Pressemitteilung

Bernhard Seidenath zum Internationalen Tag der Organspende: "Bei den Organspendezahlen ist noch viel Luft nach oben" - Appell zum Ausfüllen eines Spendeausweises

Zum Tag der Organspende am morgigen Samstag bezeichnet Bernhard Seidenath, Vorsitzender des Arbeitskreises Gesundheit und Pflege der CSU-Fraktion im Bayerischen Landtag, die Entwicklung als "deutlich verbesserungswürdig". "Wir haben die Trendwende noch nicht geschafft - die Organspendezahlen sind leider weiter gesunken." Die Zahl der in Deutschland gespendeten Organe ist in den ersten vier Monaten des Jahres 2016 im Vergleich zum Vorjahr um über drei Prozent gesunken - im Vergleich zu 2010 sogar um über 30 Prozent.

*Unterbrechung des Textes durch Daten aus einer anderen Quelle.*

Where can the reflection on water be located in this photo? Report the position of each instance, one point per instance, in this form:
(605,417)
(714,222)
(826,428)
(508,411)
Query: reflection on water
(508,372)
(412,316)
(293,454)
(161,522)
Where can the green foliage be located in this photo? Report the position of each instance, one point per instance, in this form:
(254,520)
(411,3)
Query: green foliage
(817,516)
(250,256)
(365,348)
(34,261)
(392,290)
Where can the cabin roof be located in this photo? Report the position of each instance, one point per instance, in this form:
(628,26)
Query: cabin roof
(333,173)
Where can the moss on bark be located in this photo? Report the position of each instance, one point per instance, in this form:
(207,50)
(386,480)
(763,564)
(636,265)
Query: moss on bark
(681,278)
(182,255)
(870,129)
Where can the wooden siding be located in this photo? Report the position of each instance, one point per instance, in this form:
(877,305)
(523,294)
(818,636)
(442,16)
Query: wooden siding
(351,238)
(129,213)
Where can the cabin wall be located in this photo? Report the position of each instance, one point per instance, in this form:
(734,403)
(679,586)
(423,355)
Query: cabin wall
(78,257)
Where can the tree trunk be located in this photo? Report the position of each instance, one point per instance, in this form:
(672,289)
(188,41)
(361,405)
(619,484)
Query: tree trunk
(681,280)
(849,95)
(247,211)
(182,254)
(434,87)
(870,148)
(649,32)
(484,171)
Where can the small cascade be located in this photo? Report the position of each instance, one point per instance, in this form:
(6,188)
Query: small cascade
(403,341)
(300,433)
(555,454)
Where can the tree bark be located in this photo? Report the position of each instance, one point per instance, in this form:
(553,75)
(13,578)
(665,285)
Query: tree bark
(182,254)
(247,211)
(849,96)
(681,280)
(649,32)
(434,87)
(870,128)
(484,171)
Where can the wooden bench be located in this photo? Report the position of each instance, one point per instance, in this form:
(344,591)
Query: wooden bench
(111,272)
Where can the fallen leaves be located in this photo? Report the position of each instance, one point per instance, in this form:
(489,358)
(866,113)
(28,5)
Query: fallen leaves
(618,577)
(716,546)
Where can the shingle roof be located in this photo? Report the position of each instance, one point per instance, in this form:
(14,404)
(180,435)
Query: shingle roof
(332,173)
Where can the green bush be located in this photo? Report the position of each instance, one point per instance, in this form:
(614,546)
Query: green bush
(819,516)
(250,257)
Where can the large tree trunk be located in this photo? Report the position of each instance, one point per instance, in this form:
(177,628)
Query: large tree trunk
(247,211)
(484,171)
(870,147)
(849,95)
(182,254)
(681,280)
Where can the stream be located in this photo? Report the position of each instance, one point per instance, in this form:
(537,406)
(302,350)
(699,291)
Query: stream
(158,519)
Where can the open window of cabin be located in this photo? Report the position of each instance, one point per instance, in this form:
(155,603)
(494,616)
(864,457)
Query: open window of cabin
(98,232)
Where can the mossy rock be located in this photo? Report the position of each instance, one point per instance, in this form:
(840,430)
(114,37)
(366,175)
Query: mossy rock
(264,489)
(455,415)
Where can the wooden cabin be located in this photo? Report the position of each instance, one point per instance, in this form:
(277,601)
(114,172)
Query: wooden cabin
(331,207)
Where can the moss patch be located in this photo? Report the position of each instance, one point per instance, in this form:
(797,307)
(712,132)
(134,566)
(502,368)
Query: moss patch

In Bayern warten derzeit mehr als 2.000 Patientinnen und Patienten auf ein Spenderorgan. Die Transplantation eines Spenderorgans ist ein gängiges, anerkanntes und zuverlässiges therapeutisches Verfahren und ermöglicht den Betroffenen wieder ein Leben in weitestgehender Normalität. Begrenzt wird diese Therapieform aber durch die geringe Zahl an Spenderorganen. "Nur wenn wir das Vertrauen in die Organspende wieder herstellen können, wird es uns gelingen, die Situation zu verbessern", so Seidenath.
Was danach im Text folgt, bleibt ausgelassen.